“Sekarang aku harus bagaimana Lex? Sebenarnya semalam apa yang terjadi?” Renata bertanya dengan tatapan mata yang menerawang hampa. Dia menatap ke jendela luar dan terlihat pucat.
Alex, dia mencoba mengingat kejadian semalam. Namun, ingatannya hanya berhenti pada saat dia mengantar Renata memesan kamar hotel. Setelahnya, yang dia ingat adalah kejadian pagi tadi di mana dia dihajar oleh tunangan nona majikannya.
“Sshh ....” Alex mendesis memegangi sudut bibirnya yang terasa begitu perih dan ngilu. “Aku juga sama sekali tidak tahu, yang aku ingat semalam di acara pesta itu semuanya baik-baik saja. Kita memang minum, tapi aku tidak minum sebanyak itu sampai bisa mabuk dan hilang kesadaran.”
Renata melirik sinis pada pengawalnya itu lalu memukul kepala Alex dengan tas tangannya. Satu-satunya benda yang ia miliki saat itu.
“Argh! Semua ini gara-gara kau!” Rena melampiaskan kemarahannya.
“Aduh! Hentikan! Apa kurang puas melihatku dihajar oleh tunanganmu tadi hah?” sembur Alex sembari mencekal pergelangan tangan nona majikan.
Renata berhenti, namun dengan air mata yang jatuh berderai. Dia kembali meneteskan air mata saat teringat dengan hancurnya hubungannya. Hubungan yang sudah terjalin lama harus kandas oleh sesuatu yang tak masuk akal.
“Apa semalam kau benar-benar melakukannya di atas tubuhku?” gumam Renata dengan wajah yang menunduk.
“Nona, aku tidak mengingatnya. Semuanya samar dan terjadi begitu saja. Maaf sebelumnya, aku ingin menanyakan sesuatu tetapi kau jangan marah ya.” Alex memikirkan hal ini sedari mereka keluar dari hotel tadi.

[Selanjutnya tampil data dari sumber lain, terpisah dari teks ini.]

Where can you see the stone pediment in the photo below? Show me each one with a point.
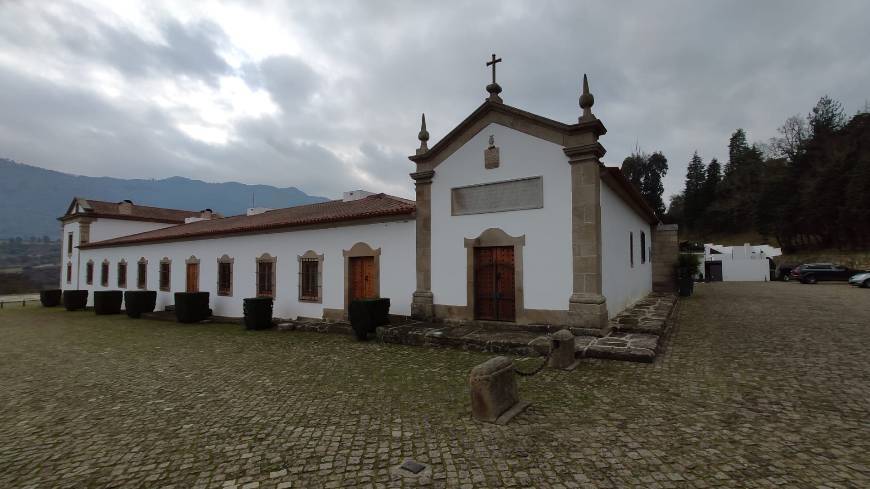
(491, 112)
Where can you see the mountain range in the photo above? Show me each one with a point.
(32, 198)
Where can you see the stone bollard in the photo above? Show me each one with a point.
(494, 396)
(562, 350)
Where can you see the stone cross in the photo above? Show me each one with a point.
(492, 63)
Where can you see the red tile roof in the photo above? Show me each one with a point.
(335, 211)
(127, 211)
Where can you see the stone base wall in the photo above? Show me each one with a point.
(666, 250)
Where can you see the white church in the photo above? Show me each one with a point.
(516, 220)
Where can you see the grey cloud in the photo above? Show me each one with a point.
(290, 81)
(671, 76)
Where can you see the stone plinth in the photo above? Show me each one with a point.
(562, 350)
(494, 396)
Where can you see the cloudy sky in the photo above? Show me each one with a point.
(327, 95)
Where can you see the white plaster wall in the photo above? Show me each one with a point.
(622, 284)
(397, 261)
(743, 269)
(100, 229)
(547, 253)
(70, 227)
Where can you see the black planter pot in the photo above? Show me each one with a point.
(191, 307)
(367, 314)
(108, 301)
(687, 286)
(50, 298)
(75, 300)
(258, 312)
(138, 301)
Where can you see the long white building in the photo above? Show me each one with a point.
(515, 220)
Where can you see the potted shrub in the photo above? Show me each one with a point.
(687, 267)
(367, 314)
(191, 307)
(108, 301)
(74, 300)
(258, 312)
(50, 298)
(138, 301)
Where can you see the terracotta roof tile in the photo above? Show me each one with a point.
(129, 211)
(379, 205)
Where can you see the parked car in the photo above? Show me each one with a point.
(860, 279)
(795, 273)
(818, 272)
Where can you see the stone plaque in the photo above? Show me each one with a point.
(511, 195)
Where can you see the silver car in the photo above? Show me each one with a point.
(860, 279)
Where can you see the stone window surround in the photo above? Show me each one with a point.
(228, 292)
(192, 260)
(361, 249)
(104, 273)
(89, 272)
(140, 283)
(496, 237)
(266, 258)
(311, 255)
(160, 276)
(642, 247)
(122, 264)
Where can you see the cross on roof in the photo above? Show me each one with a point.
(492, 63)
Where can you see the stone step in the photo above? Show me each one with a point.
(632, 347)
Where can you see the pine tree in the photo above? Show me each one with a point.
(737, 149)
(693, 195)
(645, 171)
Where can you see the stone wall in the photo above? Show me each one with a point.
(666, 250)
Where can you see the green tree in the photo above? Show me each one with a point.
(827, 116)
(693, 195)
(645, 171)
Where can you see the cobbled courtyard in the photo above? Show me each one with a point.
(759, 385)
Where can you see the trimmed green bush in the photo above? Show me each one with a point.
(137, 302)
(258, 312)
(191, 307)
(367, 314)
(108, 301)
(74, 300)
(50, 298)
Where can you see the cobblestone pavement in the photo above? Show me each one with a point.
(760, 385)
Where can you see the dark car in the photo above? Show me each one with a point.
(819, 272)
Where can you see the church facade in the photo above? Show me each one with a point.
(516, 220)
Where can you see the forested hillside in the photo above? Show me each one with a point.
(807, 189)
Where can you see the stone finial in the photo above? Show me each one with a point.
(423, 136)
(586, 101)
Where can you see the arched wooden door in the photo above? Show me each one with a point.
(494, 297)
(362, 277)
(192, 277)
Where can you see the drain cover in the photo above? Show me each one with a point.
(413, 467)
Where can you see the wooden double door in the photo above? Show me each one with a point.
(361, 285)
(192, 284)
(494, 287)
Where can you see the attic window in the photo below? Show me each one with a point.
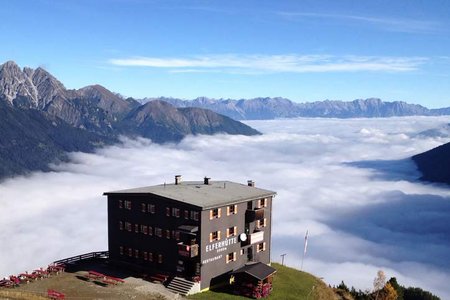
(231, 210)
(215, 213)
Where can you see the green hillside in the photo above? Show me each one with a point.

“Apa kau masih perawan kemarin?”
Pertanyaan itu sontak membuat Renata menjadi emosi. Pertanyaan yang sederhana namun cukup membuatnya tersudut dan terlihat rendah di mata pria.
“Apa maksudmu! Kau pikir aku ini apa? Kau juga ‘kan yang selama ini mengawalku? Apa pernah membiarkanku berduaan hanya bersama Justin? Tidak ‘kan?” tukas Renata sangat marah dan Alex menggeleng cepat dengan raut bersalah.
Renata menatap lekat kedua manik Alex. “Kau yang telah merusaknya semalam Lex. Kau tahu, ini sakit sekali!”
Renata berbicara seperti itu sambil menjambak rambut Alex yang bisa pasrah tanpa berani melawan.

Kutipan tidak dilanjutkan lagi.